In this repo you can find an algorithm for triangle counting on the GPU using CUDA.
Specifically, this implementation computes the number of triangles for each vertex, this is equivalent to computing the "local clustering coefficient" value. This is slightly different than computing a single value for the entire graph, aka "global clustering coeffcient". The key difference between these approaches is in the book keeping - the global value is easier for updating than the local values and thus has better performance.
The following explains how to get a 2x performance increase (from the local-computation to the global-computation), make the following change (DISCLAIMER: I did this a while back and it may be wrong) :
- Go to clusteringCount.cu
- Go to function "count_all_trianglesGPU".

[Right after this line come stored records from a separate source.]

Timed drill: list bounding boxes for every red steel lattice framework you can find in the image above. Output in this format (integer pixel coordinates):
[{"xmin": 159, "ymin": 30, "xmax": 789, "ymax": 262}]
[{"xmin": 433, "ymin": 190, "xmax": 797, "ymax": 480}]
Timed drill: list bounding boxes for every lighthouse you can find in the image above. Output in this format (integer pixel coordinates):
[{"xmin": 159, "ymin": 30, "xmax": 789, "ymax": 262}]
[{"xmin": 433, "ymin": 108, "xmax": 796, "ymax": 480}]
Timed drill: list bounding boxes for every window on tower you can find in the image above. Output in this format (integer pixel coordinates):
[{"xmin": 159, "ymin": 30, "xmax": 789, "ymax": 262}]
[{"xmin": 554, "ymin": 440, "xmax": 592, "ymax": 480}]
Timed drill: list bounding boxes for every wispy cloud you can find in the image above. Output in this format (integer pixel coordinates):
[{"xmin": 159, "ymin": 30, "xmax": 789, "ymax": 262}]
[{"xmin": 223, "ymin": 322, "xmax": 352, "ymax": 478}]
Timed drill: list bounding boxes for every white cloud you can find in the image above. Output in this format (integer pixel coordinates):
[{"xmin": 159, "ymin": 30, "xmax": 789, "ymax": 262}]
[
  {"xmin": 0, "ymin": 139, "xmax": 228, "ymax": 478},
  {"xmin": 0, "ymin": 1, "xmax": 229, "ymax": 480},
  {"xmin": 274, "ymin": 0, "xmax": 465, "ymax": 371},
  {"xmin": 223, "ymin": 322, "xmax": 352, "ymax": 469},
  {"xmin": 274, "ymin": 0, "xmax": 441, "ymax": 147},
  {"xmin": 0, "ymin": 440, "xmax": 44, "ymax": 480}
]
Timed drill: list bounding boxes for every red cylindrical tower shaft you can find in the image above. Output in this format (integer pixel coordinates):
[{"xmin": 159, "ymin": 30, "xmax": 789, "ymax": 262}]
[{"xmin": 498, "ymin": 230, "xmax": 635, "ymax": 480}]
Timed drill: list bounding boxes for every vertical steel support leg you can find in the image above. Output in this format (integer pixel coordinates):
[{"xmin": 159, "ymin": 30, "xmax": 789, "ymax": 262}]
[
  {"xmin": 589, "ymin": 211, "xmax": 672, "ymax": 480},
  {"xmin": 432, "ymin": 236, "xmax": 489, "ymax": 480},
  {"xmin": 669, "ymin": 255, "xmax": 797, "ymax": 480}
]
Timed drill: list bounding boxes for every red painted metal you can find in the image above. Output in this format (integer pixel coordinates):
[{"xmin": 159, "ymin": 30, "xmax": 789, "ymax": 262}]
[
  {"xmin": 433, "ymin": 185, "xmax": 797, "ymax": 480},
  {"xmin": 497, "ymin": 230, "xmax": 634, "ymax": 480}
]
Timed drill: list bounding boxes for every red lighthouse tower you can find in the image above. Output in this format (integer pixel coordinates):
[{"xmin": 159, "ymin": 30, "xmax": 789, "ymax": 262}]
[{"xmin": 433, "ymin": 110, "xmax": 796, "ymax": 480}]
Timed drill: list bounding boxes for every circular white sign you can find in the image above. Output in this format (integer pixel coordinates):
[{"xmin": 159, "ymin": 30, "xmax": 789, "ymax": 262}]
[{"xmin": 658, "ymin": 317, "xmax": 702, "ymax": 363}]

- And add a comparison of "if (dest<src) break"
- Multiply the number of total number of triangles by 2.
For additional information on the algorithm, I recommend reading the following papers:
- "Fast Triangle Counting on the GPU" - contains detailed information on the paper.
- "GPU Merge Path: A GPU Merging Algorithm" - The GPU version of Merge Path. Includes a detailed discussion of the multi-level partitioning required for performance on the GPU.
- "Merge Path-Parallel Merging Made Simple" - introduces the Merge Path concept which is a key component of the GPU triangle counting algorithm.
If you are interested on additional optimizations for triangle counting for the CPU see:
- "Load Balanced Clustering Coefficients" - explains how to design load-balanced algorithms for triangle counting that gets good performance for power law graphs and for large thread counts.
- "Faster Clustering Coefficient Using Vertex Covers" - this algorithm reduces the number of interesection required for counting triangles.
To build:
- Clone the repo.
- cd in repo.
- mkdir bin
- cd bin && mkdir ofile
- cd ..
- make
To execute:
- cd into repo
- Use graphs from the DIMACS 10 challange.